Know Thyself

Thoughts from our Alumni educators on ‘Know Thyself’ – Assembly on 10 & 24 June


ROSE: I am a past SAHETIAN – Alumni class of… Well let’s not mention this, suffice to say that I was taught English by Dr Pitt and Father Petros was Head Boy while I was a pupil. My experiences over many years at SAHETI have helped me on my journey to know myself.


STEFANIA: I am a past SAHETIAN – Alumni class of 2010. Suffice to say that I was taught by Mrs Dairopoulos, Ms Akakios, Mrs Zachariou, Kirio Vangeli, Mrs Whittle, my mom Dr Pitt and the majority of the high school educators. I have come full circle and here I am, teaching at SAHETI and having taught Mrs Dairopoulos’ child. I can honestly say that being a pupil at SAHETI from the age of three has helped in my journey to know myself. Every day, I am reminded that teachers are not the only ones educating those around them, but often our pupils teach us a great deal.

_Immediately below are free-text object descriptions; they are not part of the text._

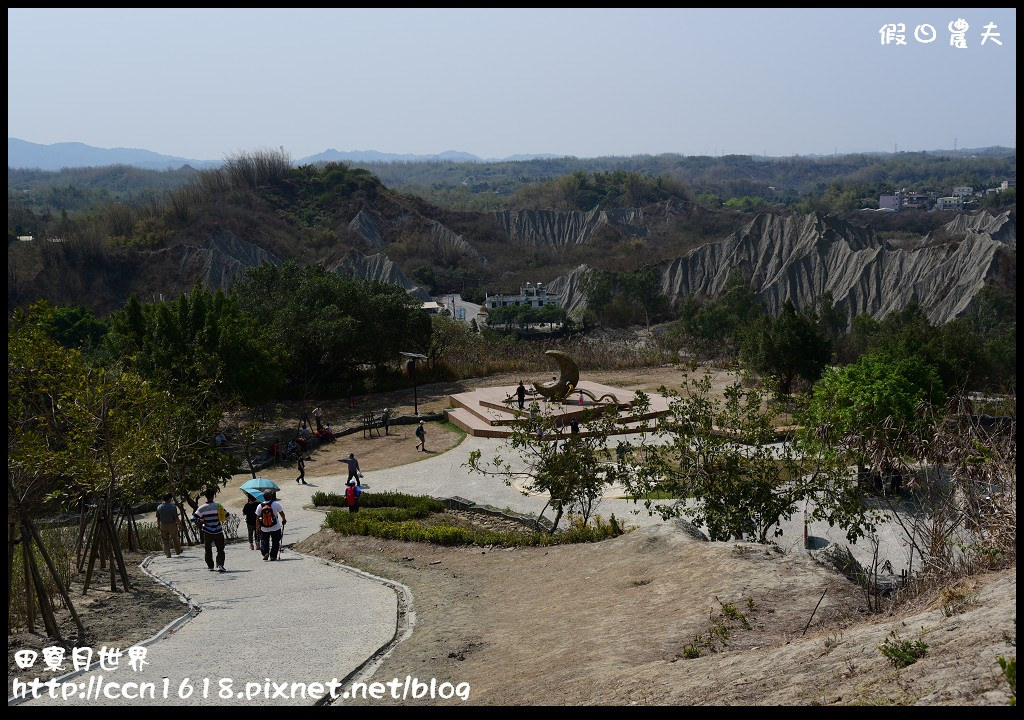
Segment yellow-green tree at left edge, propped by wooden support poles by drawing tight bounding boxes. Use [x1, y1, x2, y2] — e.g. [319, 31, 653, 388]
[8, 301, 169, 590]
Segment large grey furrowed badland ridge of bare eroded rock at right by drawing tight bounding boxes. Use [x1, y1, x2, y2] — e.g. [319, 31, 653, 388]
[549, 211, 1017, 324]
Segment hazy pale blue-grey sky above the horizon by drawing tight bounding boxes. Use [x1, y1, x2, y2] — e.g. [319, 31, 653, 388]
[7, 6, 1017, 160]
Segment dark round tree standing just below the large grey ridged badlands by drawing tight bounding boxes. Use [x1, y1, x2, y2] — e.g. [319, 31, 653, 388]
[741, 300, 833, 395]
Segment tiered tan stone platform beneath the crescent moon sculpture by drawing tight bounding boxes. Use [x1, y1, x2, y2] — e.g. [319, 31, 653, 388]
[445, 380, 669, 437]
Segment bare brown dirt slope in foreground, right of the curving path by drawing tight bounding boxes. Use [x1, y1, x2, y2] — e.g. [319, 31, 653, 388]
[296, 525, 1017, 706]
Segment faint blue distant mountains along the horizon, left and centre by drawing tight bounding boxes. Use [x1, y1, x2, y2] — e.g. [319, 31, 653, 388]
[7, 137, 562, 171]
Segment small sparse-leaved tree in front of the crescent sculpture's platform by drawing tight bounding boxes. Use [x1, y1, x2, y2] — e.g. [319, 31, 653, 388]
[465, 399, 626, 533]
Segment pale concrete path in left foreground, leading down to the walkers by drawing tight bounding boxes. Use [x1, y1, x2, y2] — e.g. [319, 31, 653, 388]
[17, 479, 398, 706]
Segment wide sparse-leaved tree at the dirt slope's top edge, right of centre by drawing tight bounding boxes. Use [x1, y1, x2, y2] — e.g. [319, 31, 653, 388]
[624, 374, 872, 543]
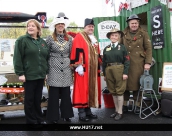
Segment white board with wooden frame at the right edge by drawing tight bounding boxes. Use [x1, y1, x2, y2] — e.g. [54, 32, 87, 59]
[161, 62, 172, 91]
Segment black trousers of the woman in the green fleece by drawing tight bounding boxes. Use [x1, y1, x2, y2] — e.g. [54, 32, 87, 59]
[24, 79, 44, 124]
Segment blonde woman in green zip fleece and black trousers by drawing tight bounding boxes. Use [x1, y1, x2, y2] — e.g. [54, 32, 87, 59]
[13, 19, 49, 124]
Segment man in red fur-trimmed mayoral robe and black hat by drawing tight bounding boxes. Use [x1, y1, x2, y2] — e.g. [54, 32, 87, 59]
[71, 18, 102, 121]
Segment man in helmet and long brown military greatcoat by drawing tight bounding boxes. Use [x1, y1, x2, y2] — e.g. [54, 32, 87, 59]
[121, 14, 152, 112]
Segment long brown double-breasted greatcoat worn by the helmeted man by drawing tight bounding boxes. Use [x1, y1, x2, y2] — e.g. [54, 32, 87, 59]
[121, 27, 152, 91]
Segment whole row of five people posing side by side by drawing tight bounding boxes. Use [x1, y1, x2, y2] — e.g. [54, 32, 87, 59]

During a Grade 6 drama class, Aran Malgas wrote about his river of quality and what it means to ‘Know Thyself’:

My river inside is always flowing
Flowing with laughter, fun & adventure
Flowing with help and care for others
Flowing with love for friends and family
My river is full of personality like a flame out of water
Life is full of people to be kind to and to be good to
My river is always flowing. Is your river flowing?

You are probably wondering why each week during assembly, teachers come onstage and explain what “Know thyself” means. You may think the answer is obvious. But in an ever-changing world, filled with demands, expectations and influences (both positive and negative), it is easy for us to lose focus of who we truly are and it is only with introspection and insight that we stay true to ourselves, regardless of our changing environment.

SAHETI has echoed the same message through generations, namely to remember where you came from, but yet to have your own voice to express who you are, while respecting others.


ROSE: As a learner, I was part of the Greek Dancing team. But Greek Dancing did not take place in the Hellenic Centre – we practiced and danced in the big Avli come rain or shine. These buildings were not as you see them now; this hall did not exist. All gatherings, all major productions, all assemblies were held in the big Avli or in the small Avli. As these buildings have changed, so too has my knowledge of myself changed.

As a learner, I had classrooms that did not look like what you have now. We had prefab classes where the Bylos Music Centre is today. In summer they were so sweltering hot, that the boys had to hose down the roof with water to cool them down, and in winter they were freezing. This taught me perseverance.

As a learner, I was part of the swimming team, but the pool did not exist where it is now. We had to walk down to the Greek Sporting Club, where there was a pool, and if it rained the day before, it was filled with mud – but we swam. This taught me endurance.

Where Kyria Tonia’s office is today – and the adjoining classrooms – was our library. It was also our sickbay, and the photocopying room, and the staffroom. This taught me to be accommodating.

Many of our current pupils’ parents were at SAHETI with me, and are all friends made during my time here. This taught me friendship.

Through all of these experiences, I grew to know myself. As an adult I know where I come from, I recognize my beginnings, but as these buildings have changed and evolved, I hope so have I. I am not one thing but a mixture of many. SAHETI’s foundation of respect, honesty, trust, courage and family are the pillars of who I am today.

For Mrs Pitt-Fotakis and me, through this journey – first as students, then as teachers and now as colleagues – we have learnt and respect the fundamental role that each person, or experience plays in our lives. SAHETI has helped us to constantly change, rebuild, reinvent, challenge and push beyond our comfort zones. This is what we believe ‘Know thyself’ is.

Take what you are offered here, enjoy the experience and learn to mould yourself.


STEFANIA: We leave you with a piece written by Nicolaos Vostanis in Grade 6: Honesty is my policy, family is my first, friends are my best. My road is filled with adventures: love, exploration, laughter, up and downs. A family of lions leave their cubs at the age of one, so why don’t we become like a pod of dolphins: swimming together, thriving together. All together we will achieve our goals. So where will your road take you?




Knowing yourself is your greatest privilege. And why? It affords you the opportunity to accept what defines you and to reject what is not you. Joe Pesci is a fine example of γνώθι σ’αυτόν (Know thyself). Despite being an accomplished actor in Hollywood, he disliked the limelight immensely. His roles were comedic and serious and he did not allow them to shape who he was. His life decision was to live quietly by going to church and assisting charities where he could and he chose to work only when he needed to. In 1992 he won the Oscar for Best Supporting Actor and his γνώθι σ’αυτόν (Know thyself) was highlighted in his acceptance speech that was comprised of only five words: ‘It’s my privilege, thank you.’